Opinion No. 1993-184

David R. Malone

Attorney General of Arkansas — Opinion
Opinion Delivered August 10, 1993

WINSTON BRYANT, Attorney General

The Honorable David R. Malone State Senator P.O. Box 1048 Fayetteville, AR 72702-1048

Dear Senator Malone:

This is in response to your request for an opinion on whether it is a conflict of interest for an attorney to serve as a city council member and also represent clients in his capacity as private counsel in municipal court. Your question is asked in reference to the City of Fayetteville which, as you note, has recently converted from the city manager to the mayor/council form of government. You note that both the salary and the office budget of the municipal judge and that of the city attorney must be approved by the city council. Your specific questions are set out as follows:

1. In a mayor/council or alderman form of government, may an alderman represent parties in the city municipal court?
2. If so, should such aldermen abstain from all city issues, including budgets, pertaining to the municipal court or city prosecutor?

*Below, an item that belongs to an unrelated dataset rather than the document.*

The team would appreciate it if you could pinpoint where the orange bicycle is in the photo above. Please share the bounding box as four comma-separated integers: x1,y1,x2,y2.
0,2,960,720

It is my opinion, with regard to your first question, that unless the attorney’s service in municipal court has some appearance of impropriety, such service generally represents no conflict of interest.

As a general matter, there are three categories of unlawful conflicts of interest: a constitutional conflict, a statutory conflict, and a conflict created by offices having incompatible duties. Byrd v. State, 240 Ark. 743, 402 S.W.2d 121 (1966). I find no constitutional or statutory provision[1] that would generally operate to preclude an alderman from also privately representing clients in municipal court.

Under the common law doctrine of “incompatibility of offices,” an incompatibility is considered to exist “where there is a conflict of interests, which includes inter alia, where one office is subordinate to the other.” Byrd, supra at. 745. See alsoTappan v. Helena Federal Savings Loan Association,193 Ark. 1023, 104 S.W.2d 458 (1937). It is my opinion, however, that this doctrine is not implicated where, as here, a private attorney who also happens to be an alderman, does not constitute an “officer” such that “dual offices” would be at issue.

Even if the attorney were considered an “officer,” however, this office has previously opined that service by an attorney as a public defender and as a member of a city council did not, as a general matter, rise to the level of a conflict of interest.See Op. Att’y Gen. 89-266. It was noted in that opinion, however, that “a conflict would in all likelihood arise if the councilman acted as counsel on behalf of the city in bringing charges against an indigent defendant. The conflict created through an attorney’s representation of two groups with conflicting interests (City of Little Rock v. Cash,277 Ark. 494, 644 S.W.2d 229 (1983)) would probably apply in that instance.” Op. Att’y Gen. 89-266 at 2.

Accordingly, none of the three categories of unlawful conflicts of interest would, in my opinion, appear to generally prohibit a private attorney who is also an alderman from representing clients in municipal court.

Reference should be made as well to both the Model Rules of Professional Conduct and any relevant city ordinances on the topic. Such provisions can be applied only on a case-by-case basis and must be considered with a view to all the surrounding factual circumstances.

With regard to your second question, it is my opinion that the issue of whether an alderman should abstain from a particular vote will depend upon individual factual circumstances which require consideration as they arise in order to determine if an impermissible conflict of interest exists.

It has been stated that an officer would be disqualified from participating in a decision when he has a personal interest which might interfere with the unbiased discharge of his duty to the public. See Van Hovenberg v. Holman, 201 Ark. 370, 144 S.W.2d 719 (1940). The Van Hovenberg court stated that no member of a city council may vote on any question involving his own pecuniary interest, if that interest is immediate, particular, and distinct from the public interest. However, a member is not disqualified where his interest is only as a member of a class. Such a determination must be made on a case-by-case basis and will depend upon the specifics of the particular situation.

The foregoing opinion, which I hereby approve, was prepared by Assistant Attorney General Sherry L. Daves.


WINSTON BRYANT Attorney General


[1] See, however, A.C.A. § 14-42-107 which prohibits a member of the city council from being interested, directly or indirectly, in the profits of any contract or job for work or services to be performed by the city.